Re: [PATCH v2 1/4] sched/core: Provide sched_rtmutex() and expose sched work helpers

From: Peter Zijlstra
Date: Wed May 03 2023 - 09:21:20 EST


On Thu, Apr 27, 2023 at 01:19:34PM +0200, Sebastian Andrzej Siewior wrote:
> From: Thomas Gleixner <tglx@xxxxxxxxxxxxx>
>
> schedule() invokes sched_submit_work() before scheduling and
> sched_update_worker() afterwards to ensure that queued block requests are
> flushed and the (IO)worker machineries can instantiate new workers if
> required. This avoids deadlocks and starvation.
>
> With rt_mutexes this can lead to subtle problem:
>
> When rtmutex blocks current::pi_blocked_on points to the rtmutex it
> blocks on. When one of the functions in sched_submit/resume_work()
> contends on a rtmutex based lock then that would corrupt
> current::pi_blocked_on.
>
> Make it possible to let rtmutex issue the calls outside of the slowpath,
> i.e. when it is guaranteed that current::pi_blocked_on is NULL, by:
>
> - Exposing sched_submit_work() and moving the task_running() condition
> into schedule()
>
> - Renamimg sched_update_worker() to sched_resume_work() and exposing it
> too.
>
> - Providing sched_rtmutex() which just does the inner loop of scheduling
> until need_resched() is not longer set. Split out the loop so this does
> not create yet another copy.
>
> Signed-off-by: Thomas Gleixner <tglx@xxxxxxxxxxxxx>
> Signed-off-by: Sebastian Andrzej Siewior <bigeasy@xxxxxxxxxxxxx>

Urgh, so I really don't like this.

The end result is something like:

rt_mutex_lock()
sched_submit_work();
// a nested rt_mutex_lock() here will not clobber
// ->pi_blocked_on because it's not set yet.

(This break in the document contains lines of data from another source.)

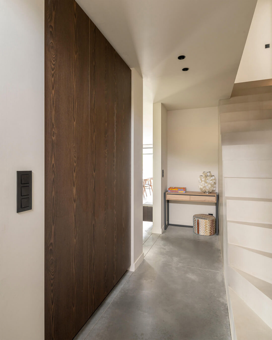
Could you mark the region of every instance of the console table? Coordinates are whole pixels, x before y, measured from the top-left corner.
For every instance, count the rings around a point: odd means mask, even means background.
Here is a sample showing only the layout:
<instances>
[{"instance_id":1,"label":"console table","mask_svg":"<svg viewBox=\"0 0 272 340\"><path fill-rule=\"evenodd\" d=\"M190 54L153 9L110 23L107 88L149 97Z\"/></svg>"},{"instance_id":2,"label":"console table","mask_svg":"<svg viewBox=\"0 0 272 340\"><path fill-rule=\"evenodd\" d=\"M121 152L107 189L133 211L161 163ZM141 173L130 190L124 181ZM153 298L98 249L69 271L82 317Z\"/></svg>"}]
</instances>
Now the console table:
<instances>
[{"instance_id":1,"label":"console table","mask_svg":"<svg viewBox=\"0 0 272 340\"><path fill-rule=\"evenodd\" d=\"M201 191L186 191L185 193L175 193L166 191L164 193L164 225L165 229L167 229L168 225L175 225L178 227L190 227L192 225L184 225L182 224L173 224L169 223L169 201L178 201L182 202L185 201L194 202L210 202L215 203L216 205L216 235L219 234L219 214L218 192L211 192L210 193L204 193ZM193 217L192 216L192 220Z\"/></svg>"}]
</instances>

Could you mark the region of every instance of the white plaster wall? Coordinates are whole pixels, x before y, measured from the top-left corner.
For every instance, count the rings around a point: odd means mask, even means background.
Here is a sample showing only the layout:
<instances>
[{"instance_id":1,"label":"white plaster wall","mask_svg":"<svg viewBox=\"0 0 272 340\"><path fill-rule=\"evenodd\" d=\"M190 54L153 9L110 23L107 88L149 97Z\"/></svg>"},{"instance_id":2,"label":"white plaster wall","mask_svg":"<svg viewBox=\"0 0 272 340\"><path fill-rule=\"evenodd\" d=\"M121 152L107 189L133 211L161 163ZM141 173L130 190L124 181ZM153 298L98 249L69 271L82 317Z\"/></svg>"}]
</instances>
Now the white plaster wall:
<instances>
[{"instance_id":1,"label":"white plaster wall","mask_svg":"<svg viewBox=\"0 0 272 340\"><path fill-rule=\"evenodd\" d=\"M168 187L200 191L199 175L211 171L218 191L218 116L217 107L168 112ZM194 214L209 213L216 216L215 204L169 202L170 223L192 225Z\"/></svg>"},{"instance_id":2,"label":"white plaster wall","mask_svg":"<svg viewBox=\"0 0 272 340\"><path fill-rule=\"evenodd\" d=\"M164 230L164 193L167 188L168 167L167 116L163 104L153 104L152 232L155 234L162 234Z\"/></svg>"},{"instance_id":3,"label":"white plaster wall","mask_svg":"<svg viewBox=\"0 0 272 340\"><path fill-rule=\"evenodd\" d=\"M235 82L272 78L272 1L258 0Z\"/></svg>"},{"instance_id":4,"label":"white plaster wall","mask_svg":"<svg viewBox=\"0 0 272 340\"><path fill-rule=\"evenodd\" d=\"M153 96L150 86L146 79L143 80L143 144L153 142Z\"/></svg>"},{"instance_id":5,"label":"white plaster wall","mask_svg":"<svg viewBox=\"0 0 272 340\"><path fill-rule=\"evenodd\" d=\"M142 251L142 78L131 69L131 265L135 270Z\"/></svg>"},{"instance_id":6,"label":"white plaster wall","mask_svg":"<svg viewBox=\"0 0 272 340\"><path fill-rule=\"evenodd\" d=\"M44 338L44 3L0 2L0 338ZM16 213L16 171L33 209Z\"/></svg>"}]
</instances>

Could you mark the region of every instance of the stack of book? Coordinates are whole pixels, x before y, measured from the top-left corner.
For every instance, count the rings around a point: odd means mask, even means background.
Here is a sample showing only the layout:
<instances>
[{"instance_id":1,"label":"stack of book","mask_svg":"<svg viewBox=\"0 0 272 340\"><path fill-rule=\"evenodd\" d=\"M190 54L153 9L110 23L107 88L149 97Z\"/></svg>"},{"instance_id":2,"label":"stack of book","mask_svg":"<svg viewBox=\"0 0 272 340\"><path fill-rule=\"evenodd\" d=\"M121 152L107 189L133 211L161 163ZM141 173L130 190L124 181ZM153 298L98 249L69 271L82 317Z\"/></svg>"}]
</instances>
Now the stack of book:
<instances>
[{"instance_id":1,"label":"stack of book","mask_svg":"<svg viewBox=\"0 0 272 340\"><path fill-rule=\"evenodd\" d=\"M180 187L170 187L168 188L168 192L174 192L175 193L185 193L186 188Z\"/></svg>"}]
</instances>

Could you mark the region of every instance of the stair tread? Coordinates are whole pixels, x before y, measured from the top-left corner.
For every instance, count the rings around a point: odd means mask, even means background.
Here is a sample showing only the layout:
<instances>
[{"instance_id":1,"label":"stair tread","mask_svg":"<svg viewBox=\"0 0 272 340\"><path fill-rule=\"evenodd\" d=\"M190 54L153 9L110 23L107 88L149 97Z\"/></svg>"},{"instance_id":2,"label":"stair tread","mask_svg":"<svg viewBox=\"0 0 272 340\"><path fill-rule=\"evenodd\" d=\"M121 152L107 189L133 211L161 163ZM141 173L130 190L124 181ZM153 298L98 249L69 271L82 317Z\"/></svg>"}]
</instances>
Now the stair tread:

task_blocks_on_rt_mutex();
tsk->pi_blocked_on = waiter;
rt_mutex_enqueue(lock, waiter); <-- the real problem

rt_mutex_slowlock_block();
schedule_rtmutex();

sched_resume_work();

And all of this it not just because tsk->pi_blocked_on, but mostly
because of task_blocks_on_rt_mutex() enqueueing the waiter. The whole
enqueue thing is what makes the 'simple' solution of saving/restoring
tsk->pi_blocked_on not work.

Basically the pi_blocked_on curruption is a side effect, not the
fundamental issue. One task having two waiters registered is the bigger
issue.

Now, sched_submit_work() could also use (regular) mutex -- after all
it's a fully preemptible context. And then we're subject to the 'same'
problem but with tsk->blocked_on (DEBUG_MUTEXES=y).

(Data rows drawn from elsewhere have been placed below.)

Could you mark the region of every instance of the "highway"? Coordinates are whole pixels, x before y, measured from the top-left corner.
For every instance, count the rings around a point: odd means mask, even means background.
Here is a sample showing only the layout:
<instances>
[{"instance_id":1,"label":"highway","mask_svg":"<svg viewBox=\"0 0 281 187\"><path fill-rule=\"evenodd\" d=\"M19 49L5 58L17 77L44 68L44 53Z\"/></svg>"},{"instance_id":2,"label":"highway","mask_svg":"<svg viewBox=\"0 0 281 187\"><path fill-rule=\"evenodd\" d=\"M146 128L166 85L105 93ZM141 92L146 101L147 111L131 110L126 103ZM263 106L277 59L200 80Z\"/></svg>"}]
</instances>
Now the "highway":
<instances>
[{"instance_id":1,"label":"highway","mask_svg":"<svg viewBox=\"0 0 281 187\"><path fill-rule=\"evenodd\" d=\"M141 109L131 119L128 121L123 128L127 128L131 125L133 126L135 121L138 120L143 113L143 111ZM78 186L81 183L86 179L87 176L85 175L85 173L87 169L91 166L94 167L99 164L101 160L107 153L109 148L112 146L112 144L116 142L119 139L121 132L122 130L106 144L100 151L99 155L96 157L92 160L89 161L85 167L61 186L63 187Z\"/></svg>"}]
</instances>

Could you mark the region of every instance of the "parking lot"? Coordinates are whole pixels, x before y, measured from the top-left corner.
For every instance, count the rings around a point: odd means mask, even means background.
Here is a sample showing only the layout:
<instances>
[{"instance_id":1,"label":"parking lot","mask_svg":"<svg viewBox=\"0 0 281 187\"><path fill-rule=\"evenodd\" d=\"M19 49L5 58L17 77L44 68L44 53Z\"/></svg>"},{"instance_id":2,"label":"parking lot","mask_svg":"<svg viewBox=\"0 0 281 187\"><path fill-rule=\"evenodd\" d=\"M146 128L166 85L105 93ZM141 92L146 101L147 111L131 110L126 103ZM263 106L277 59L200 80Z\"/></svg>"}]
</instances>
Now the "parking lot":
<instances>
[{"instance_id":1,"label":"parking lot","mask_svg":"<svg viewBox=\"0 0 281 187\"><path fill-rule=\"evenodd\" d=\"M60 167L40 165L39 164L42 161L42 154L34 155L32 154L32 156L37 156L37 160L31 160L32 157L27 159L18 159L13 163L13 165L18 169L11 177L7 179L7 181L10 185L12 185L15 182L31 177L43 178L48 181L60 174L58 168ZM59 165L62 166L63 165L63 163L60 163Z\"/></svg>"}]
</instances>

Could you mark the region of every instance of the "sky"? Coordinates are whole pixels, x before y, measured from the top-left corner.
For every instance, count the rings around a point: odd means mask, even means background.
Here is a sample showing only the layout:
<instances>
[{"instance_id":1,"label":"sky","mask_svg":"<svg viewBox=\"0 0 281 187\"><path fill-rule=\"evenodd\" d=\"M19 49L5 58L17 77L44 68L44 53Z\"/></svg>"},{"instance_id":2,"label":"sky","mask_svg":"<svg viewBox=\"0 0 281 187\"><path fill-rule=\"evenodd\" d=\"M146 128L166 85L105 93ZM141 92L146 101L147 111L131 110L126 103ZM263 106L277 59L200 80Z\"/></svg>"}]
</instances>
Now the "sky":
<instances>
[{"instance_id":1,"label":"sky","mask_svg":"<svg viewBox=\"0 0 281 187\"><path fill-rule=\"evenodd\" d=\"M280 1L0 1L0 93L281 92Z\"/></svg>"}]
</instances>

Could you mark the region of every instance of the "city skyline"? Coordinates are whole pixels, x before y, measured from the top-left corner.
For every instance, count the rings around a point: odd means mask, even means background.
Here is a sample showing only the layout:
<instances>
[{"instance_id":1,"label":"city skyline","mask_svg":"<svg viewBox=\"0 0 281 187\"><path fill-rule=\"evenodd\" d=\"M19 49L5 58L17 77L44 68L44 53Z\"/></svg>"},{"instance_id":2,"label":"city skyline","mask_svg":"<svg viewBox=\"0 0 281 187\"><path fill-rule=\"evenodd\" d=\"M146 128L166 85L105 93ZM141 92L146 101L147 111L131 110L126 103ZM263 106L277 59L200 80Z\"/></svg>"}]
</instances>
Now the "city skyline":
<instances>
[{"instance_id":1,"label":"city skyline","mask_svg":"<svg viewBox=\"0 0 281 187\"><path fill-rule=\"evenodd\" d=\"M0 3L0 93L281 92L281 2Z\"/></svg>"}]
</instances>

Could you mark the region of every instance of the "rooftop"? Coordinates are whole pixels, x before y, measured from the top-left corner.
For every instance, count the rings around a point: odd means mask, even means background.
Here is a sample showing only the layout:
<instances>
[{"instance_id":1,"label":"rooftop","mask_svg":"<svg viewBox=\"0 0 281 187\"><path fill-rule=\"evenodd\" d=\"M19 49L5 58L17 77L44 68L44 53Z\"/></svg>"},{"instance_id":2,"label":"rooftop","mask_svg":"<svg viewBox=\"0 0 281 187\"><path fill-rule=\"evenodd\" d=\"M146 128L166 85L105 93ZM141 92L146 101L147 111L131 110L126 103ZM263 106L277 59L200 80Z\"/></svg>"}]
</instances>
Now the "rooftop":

This means that strictly speaking we should litter mutex with the same
thing :/

This all feels fragile to me. Too many things spread out in too many
places. An alternative is something like:

void __sched schedule_pi(void)
{
struct task_struct *tsk = current;
void *waiter = tsk->pi_blocked_on;

sched_submit_work(tsk);
do {
preempt_disable();
if (rt_mutex_blocks(tsk, waiter))
schedule();
sched_preempt_enable_no_resched();
} while (need_resched());
sched_update_worker(tsk);
}

And then rt_mutex_blocks() will do the enqueue/boost/optimistic_spin
thing. However, this is going to be a massive reorg of the rt_mutex code
and I'm not entirely sure the end result will actually be better... it
might just make a mess elsewhere :/

> +void sched_submit_work(void)
> {
> - unsigned int task_flags;
> + struct task_struct *tsk = current;
> + unsigned int task_flags = tsk->flags;
>
> - if (task_is_running(tsk))
> - return;
> -
> - task_flags = tsk->flags;
> /*
> * If a worker goes to sleep, notify and ask workqueue whether it
> * wants to wake up a task to maintain concurrency.
> @@ -6723,8 +6720,10 @@ static inline void sched_submit_work(struct task_struct *tsk)
> blk_flush_plug(tsk->plug, true);
> }

> +asmlinkage __visible void __sched schedule(void)
> +{
> + if (!task_is_running(current))
> + sched_submit_work();
> + schedule_loop(SM_NONE);
> + sched_resume_work();
> }
> EXPORT_SYMBOL(schedule);

pulling out task_is_running() like this is going to get into conflict
with TJs patches here:

https://lkml.kernel.org/r/20230418205159.724789-1-tj@xxxxxxxxxx

That makes sched_submit_work() do things even if task_is_running().